The Atom chunk contains the names of each atom used by the program. Atoms are special strings such as module names and function names. When referencing a function such as ssl:start/0, the Atom section will contain "ssl" and "start", and these strings will be referenced by an index into the atom table. Each atom is a length-prefixed string up to 256 bytes, and the total count of atoms is stored at the start of the chunk. The Atom chunk was historically identified by the "Atom" tag, but this seems to have been superceded by the "AtU8" tag, indicating a UTF-8 Atom table. Lastly, the first entry in the Atom table must be the module name corresponding to the beam file.
This section contains certain string literals. You may assume that this would be where the "https://binary.golf/5/5" string would be stored, but in fact that's actually stored in the literal table (section 3.5). The String Table must be present, but can be empty in this case. An empty string table is simply b"StrT\0\0\0\0"
.
Erlang function signatures are in the form [module]:[function]/arity
. The module and function name are stored in the Atom table, and the arity is an integer corresponding to the number of arguments the function expects. The Import Table begins with the count of imports, followed by a sequence of (module, function, arity) fields (32-bit per field, or 12 bytes per import). The module and function names are indices into the atom table, starting at 1 for the first element.

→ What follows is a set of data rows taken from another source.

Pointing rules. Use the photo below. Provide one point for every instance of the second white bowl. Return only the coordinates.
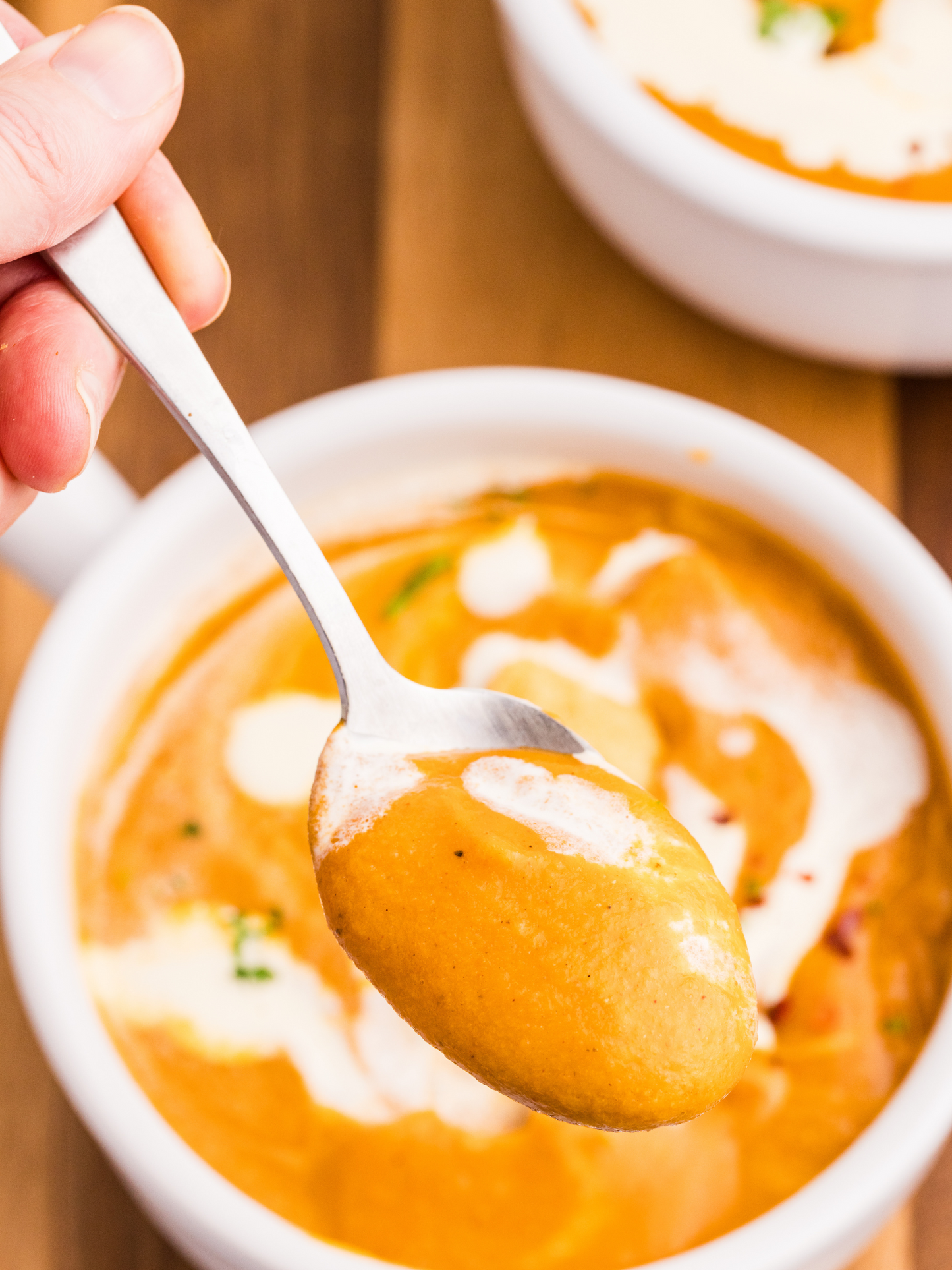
(846, 277)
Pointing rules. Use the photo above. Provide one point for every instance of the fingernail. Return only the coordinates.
(90, 391)
(125, 61)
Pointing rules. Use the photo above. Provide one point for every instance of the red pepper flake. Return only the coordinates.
(841, 938)
(779, 1012)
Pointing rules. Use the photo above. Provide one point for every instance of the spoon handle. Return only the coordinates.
(104, 267)
(107, 271)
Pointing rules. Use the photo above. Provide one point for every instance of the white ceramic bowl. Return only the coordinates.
(178, 550)
(834, 275)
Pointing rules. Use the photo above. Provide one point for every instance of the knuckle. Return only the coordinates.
(34, 154)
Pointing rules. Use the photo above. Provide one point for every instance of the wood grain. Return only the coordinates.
(485, 260)
(482, 260)
(926, 436)
(277, 140)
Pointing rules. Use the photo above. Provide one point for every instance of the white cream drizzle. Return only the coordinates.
(571, 815)
(882, 111)
(702, 815)
(705, 956)
(629, 560)
(860, 749)
(181, 975)
(358, 780)
(273, 745)
(505, 574)
(611, 676)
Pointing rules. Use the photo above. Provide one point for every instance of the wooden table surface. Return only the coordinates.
(367, 173)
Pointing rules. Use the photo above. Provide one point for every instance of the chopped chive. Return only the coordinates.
(773, 12)
(416, 581)
(246, 926)
(895, 1025)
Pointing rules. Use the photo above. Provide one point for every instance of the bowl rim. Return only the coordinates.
(860, 1186)
(723, 181)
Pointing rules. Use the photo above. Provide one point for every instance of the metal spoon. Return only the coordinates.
(105, 270)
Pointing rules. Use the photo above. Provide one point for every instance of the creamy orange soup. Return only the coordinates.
(705, 660)
(853, 94)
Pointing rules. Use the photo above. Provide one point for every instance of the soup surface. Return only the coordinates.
(700, 656)
(854, 94)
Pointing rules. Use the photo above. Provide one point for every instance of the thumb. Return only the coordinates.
(80, 115)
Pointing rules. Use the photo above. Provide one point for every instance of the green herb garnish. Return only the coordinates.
(895, 1025)
(773, 12)
(252, 926)
(418, 579)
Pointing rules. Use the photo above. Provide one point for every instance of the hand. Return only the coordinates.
(82, 119)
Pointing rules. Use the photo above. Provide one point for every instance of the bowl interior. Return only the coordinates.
(553, 34)
(190, 548)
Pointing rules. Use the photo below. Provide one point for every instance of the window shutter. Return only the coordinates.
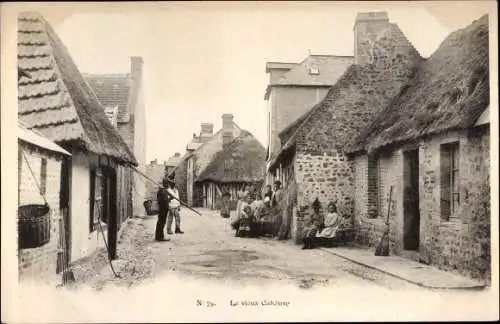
(445, 184)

The Export Table is similar to the Import Table, but instead of storing the module name, the label of the function entrypoint is stored. The section starts with a count of exports, followed by a sequence of (function, arity, label) fields (32-bit per field, or 12 bytes per export).
The Literal Table consists of an Erlang External Term Format (ETF) encoded list of literals. Unlike the string table or atom table, ETF encodes type information as well as value. The encoded data is compressed with Zlib, and the uncompressed size is stored alongside the compressed data. This already encoded only a single literal (the URL), and I found no way to shrink it further, so I simply copied the raw body of the literal table from my previous .beam files.
The Code section is much more complicated than other sections, and I found The BEAM Book [6] to be very helpful for understanding the instruction format. The code section begins with a header containing the following 32-bit fields:
This header is immediately followed by the bytecode.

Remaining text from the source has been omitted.